Tout au long de sa carrière, Francis Hallé a consacré ses recherches aux arbres, qu’il considérait comme des organismes complexes, structurants et essentiels au fonctionnement des forêts. Père de l’architecture des plantes, il a développé, avec ses collaborateurs, des concepts fondateurs montrant que la diversité des formes arborées repose sur un nombre limité de modèles de développement. Ces travaux de référence continuent d’inspirer de nombreux programmes de recherche actuels, notamment au sein de l’UMR AMAP (botAnique et Modélisation de l’Architecture des Plantes et des végétations) où ils occupent une place centrale. Bien qu’il n’ait jamais été lui-même membre de cette unité, Francis Hallé a formé et inspiré plusieurs amapiens, marquant durablement leurs approches scientifiques.

Les concepts qu’il a développé avec ses co-auteur dans leur ouvrage de référence : Halle, F., Oldeman, R.A.A. et Tomlinson, P.B. — Tropical trees and forests. An architectural analysis. Springer-Verlag, Berlin, Heidelberg and New York, 1978 sont toujours au coeur du programme scientifique d’AMAP.

 

Le radeau des cîmes : envol d’un ballon de collecte. Guyane Française 1989. © IRD – Pierre Reynaud

La Guyane a constitué un terrain d’étude privilégié pour Francis Hallé. Attiré par l’exceptionnelle diversité biologique de la forêt amazonienne, il y a mené des travaux qui ont largement contribué à faire émerger la canopée comme un espace central de recherche. En participant à la conception et au déploiement du Radeau des cimes, il a rendu possible l’exploration scientifique de ce milieu longtemps resté hors d’atteinte. Les campagnes conduites en Guyane ont mis en évidence la richesse floristique et faunistique de la canopée, ainsi que son rôle fondamental dans la dynamique et la résilience des forêts tropicales.
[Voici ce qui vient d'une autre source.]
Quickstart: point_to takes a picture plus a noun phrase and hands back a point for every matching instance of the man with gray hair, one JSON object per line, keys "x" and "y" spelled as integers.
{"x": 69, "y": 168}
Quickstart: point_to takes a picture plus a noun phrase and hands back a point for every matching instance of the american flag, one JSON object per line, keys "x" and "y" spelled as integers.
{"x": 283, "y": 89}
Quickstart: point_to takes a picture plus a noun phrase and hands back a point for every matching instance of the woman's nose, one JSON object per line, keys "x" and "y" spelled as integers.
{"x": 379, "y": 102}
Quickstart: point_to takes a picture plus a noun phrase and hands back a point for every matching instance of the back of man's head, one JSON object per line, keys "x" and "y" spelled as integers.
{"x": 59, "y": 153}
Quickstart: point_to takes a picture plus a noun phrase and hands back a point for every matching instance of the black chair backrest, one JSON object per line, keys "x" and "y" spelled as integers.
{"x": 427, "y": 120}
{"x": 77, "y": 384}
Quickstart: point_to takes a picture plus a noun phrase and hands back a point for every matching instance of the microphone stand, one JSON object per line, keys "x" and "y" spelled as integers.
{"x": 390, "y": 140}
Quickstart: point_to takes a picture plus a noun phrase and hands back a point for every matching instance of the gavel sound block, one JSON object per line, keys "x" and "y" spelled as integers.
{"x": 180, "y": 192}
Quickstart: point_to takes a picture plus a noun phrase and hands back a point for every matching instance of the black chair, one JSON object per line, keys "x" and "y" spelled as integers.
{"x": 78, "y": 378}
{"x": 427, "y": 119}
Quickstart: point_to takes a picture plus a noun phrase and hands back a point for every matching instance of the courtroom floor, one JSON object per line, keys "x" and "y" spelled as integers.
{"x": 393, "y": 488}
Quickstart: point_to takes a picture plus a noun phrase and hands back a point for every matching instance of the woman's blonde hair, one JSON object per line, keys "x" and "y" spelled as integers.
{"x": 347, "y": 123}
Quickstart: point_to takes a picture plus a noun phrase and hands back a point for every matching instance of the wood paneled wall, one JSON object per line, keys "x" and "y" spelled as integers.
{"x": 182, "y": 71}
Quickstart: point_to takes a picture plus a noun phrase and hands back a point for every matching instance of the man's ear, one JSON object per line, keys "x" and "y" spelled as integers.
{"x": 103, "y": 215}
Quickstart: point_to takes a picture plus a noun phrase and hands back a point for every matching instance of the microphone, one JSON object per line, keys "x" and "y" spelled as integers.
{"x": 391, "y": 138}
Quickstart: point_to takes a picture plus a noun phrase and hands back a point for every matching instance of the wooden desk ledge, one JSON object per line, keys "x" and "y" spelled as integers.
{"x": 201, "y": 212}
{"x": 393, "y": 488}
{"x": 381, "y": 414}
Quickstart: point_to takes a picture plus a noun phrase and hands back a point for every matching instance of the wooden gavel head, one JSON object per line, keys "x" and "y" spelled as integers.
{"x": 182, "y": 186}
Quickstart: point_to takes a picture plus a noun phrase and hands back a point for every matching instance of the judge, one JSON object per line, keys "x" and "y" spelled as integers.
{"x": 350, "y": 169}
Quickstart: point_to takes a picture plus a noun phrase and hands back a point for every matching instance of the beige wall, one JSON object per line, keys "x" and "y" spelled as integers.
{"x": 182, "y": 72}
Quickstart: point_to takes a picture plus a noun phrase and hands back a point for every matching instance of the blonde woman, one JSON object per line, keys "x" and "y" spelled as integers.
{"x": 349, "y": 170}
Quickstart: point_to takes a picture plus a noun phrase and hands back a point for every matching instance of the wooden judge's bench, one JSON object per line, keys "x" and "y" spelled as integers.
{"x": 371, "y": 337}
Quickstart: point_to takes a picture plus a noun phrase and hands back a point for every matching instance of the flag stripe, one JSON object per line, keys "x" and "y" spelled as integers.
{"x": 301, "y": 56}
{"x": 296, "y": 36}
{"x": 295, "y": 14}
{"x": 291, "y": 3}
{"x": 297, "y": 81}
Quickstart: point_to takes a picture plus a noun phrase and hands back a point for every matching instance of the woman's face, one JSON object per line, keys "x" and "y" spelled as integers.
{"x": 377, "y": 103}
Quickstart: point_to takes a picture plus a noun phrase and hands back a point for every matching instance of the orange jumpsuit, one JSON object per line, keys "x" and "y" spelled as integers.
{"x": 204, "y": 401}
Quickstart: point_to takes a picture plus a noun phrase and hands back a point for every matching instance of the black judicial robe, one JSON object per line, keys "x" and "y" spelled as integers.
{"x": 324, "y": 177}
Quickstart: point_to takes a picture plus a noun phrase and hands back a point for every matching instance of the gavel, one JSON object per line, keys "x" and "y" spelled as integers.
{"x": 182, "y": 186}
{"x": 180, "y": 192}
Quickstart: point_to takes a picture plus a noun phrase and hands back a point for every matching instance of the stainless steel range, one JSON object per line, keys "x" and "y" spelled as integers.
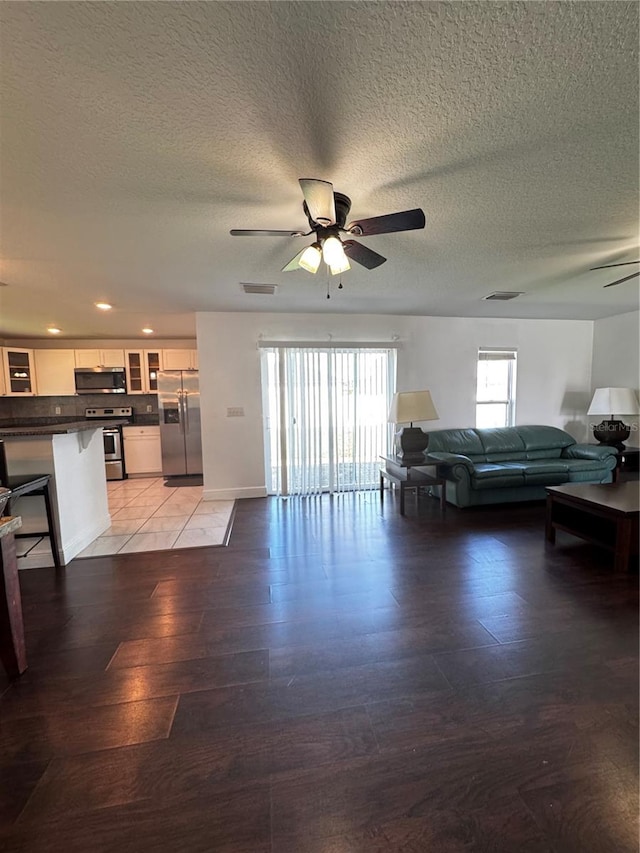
{"x": 112, "y": 436}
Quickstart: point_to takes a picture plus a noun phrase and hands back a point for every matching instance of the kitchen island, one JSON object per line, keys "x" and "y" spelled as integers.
{"x": 72, "y": 452}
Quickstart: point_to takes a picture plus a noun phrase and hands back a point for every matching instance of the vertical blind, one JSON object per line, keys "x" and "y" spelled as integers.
{"x": 326, "y": 416}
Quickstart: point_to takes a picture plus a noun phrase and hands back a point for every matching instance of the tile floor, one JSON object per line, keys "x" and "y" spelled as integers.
{"x": 146, "y": 515}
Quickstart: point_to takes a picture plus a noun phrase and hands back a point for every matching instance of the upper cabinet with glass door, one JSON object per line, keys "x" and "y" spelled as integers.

Son engagement en Guyane s’inscrit pleinement dans une démarche de connaissance, mais aussi de respect et de préservation des forêts primaires. Francis Hallé a constamment défendu l’idée que ces écosystèmes, façonnés sur des millions d’années, constituent des réservoirs irremplaçables de biodiversité et de savoirs scientifiques. Cette vision résonne fortement avec les missions de l’IRD et de l’Herbier de Guyane, dédiées à l’étude, à la conservation et à la valorisation du patrimoine végétal amazonien.

Au-delà de ses travaux de recherche, Francis Hallé a marqué durablement la formation en botanique tropicale. Professeur à l’Université de Montpellier pendant près de trente ans, il a formé de nombreuses générations de biologistes, en privilégiant une pédagogie fondée sur le terrain, le dessin scientifique et l’observation directe. Plusieurs de ses enseignements et missions ont conduit les étudiantes et étudiants au contact des forêts tropicales, notamment en Guyane, où il transmettait une manière exigeante et sensible de regarder le vivant.

Très attaché au partage des connaissances, Francis Hallé s’est également adressé à un public bien au-delà du monde académique. Par ses ouvrages, ses conférences et ses dessins, il a contribué à faire évoluer le regard porté sur les arbres et les forêts, en soulignant leur complexité, leurs interactions et leur rôle actif dans la transformation de leur environnement.

Jusqu’à ses derniers mois, Francis Hallé est resté animé par des projets scientifiques et citoyens ambitieux, témoignant de sa fidélité à une vision du vivant pensée sur le long terme. Son engagement en faveur des forêts primaires, en Amazonie comme ailleurs, constitue un héritage scientifique et éthique majeur.

L’Herbier IRD de Guyane rend hommage à un chercheur profondément lié à la forêt amazonienne et à la Guyane, dont les travaux continueront d’éclairer la recherche botanique et la réflexion sur la préservation des forêts tropicales.